How to Make Whipped Cream
Like most foods, homemade whipped cream is worlds better than the store bought stuff — which, let’s admit it, is pretty great, so that’s saying something. Its flavor is pure cream and its texture is velvety and supple.
Homemade whipped cream is more versatile. You can make your peaks firm or soft, depending on your preferences and how you’re using it. You can go as subtle as you like on the sweetness, or skip it altogether. And you can add all kinds of flavors: pumpkin spice, vanilla, bourbon, mint, lemon zest, and even savories, like Dijon mustard.

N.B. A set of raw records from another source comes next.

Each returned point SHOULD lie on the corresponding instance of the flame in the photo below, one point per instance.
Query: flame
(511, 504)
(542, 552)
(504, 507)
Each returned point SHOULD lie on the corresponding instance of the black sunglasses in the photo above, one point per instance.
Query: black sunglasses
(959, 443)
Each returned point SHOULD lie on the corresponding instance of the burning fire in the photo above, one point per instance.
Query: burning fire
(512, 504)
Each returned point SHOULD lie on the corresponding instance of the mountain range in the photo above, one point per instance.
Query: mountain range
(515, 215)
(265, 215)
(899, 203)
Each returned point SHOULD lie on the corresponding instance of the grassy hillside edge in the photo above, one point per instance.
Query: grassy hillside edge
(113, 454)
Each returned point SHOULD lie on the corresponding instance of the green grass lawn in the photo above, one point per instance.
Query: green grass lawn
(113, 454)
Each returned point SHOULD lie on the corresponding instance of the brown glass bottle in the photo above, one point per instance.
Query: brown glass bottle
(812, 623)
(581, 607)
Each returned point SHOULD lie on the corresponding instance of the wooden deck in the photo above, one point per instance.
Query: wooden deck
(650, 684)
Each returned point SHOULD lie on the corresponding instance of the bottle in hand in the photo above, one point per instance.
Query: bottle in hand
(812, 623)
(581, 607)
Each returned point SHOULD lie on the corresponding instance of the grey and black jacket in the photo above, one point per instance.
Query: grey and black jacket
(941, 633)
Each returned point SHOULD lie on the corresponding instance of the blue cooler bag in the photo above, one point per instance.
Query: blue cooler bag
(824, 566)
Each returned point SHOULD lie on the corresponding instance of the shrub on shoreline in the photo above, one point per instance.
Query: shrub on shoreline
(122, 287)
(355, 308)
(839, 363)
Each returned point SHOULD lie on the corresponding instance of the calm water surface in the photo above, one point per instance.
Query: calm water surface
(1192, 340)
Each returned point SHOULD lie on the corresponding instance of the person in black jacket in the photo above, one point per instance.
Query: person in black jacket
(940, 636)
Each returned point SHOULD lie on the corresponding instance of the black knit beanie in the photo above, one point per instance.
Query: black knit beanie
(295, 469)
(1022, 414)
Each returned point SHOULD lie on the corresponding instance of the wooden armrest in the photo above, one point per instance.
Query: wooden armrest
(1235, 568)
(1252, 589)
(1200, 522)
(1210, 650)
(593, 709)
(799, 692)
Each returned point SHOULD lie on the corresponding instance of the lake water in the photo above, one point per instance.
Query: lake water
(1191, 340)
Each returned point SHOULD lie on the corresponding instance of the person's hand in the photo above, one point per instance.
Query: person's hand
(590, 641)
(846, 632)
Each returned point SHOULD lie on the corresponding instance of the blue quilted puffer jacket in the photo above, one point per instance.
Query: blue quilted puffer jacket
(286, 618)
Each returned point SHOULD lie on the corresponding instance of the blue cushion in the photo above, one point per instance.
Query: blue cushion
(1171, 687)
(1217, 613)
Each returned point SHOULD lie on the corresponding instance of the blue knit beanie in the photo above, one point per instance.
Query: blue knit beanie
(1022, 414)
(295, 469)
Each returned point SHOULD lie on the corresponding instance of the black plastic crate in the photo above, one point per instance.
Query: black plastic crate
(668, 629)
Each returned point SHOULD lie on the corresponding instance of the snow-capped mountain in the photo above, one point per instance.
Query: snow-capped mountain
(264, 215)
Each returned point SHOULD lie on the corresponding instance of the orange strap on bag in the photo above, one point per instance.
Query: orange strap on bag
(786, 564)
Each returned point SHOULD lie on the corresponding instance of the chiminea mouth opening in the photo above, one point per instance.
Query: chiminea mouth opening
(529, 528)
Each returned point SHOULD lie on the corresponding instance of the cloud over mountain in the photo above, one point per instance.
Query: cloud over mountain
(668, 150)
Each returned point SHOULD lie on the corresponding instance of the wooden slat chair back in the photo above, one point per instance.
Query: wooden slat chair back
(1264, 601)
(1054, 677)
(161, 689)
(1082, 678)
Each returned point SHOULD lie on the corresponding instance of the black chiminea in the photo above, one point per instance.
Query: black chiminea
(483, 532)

It’s also deceptively easy to make. The only trick, really, is keeping an eye on the cream as you whip it, so that it doesn’t go too far — you don’t want it to become grainy or so stiff that you can’t give it an elegant swirl. Our tip: Stop your mixer every now and then and check your peaks. Whipped cream is ready when the peaks are supple and fold over when you lift your beater out of them. Also, you’ll note that we use powdered sugar in this recipe; granulated sugar doesn’t integrate as well and can make your whipped cream gritty.
1 pt heavy whipping cream, chilled
2 Tbsp powdered sugar
- Put your mixing bowl and whisk or beaters in the fridge for at least an hour — or in the freezer for 15 minutes.
- Remove your bowl and whisk from the fridge, and pour the heavy whipping cream into the mixing bowl.
- Sift in the powdered sugar using a traditional sifter or a sieve.
- With the mixer on medium high, whisk the cream until soft to firm peaks form, depending on your preference.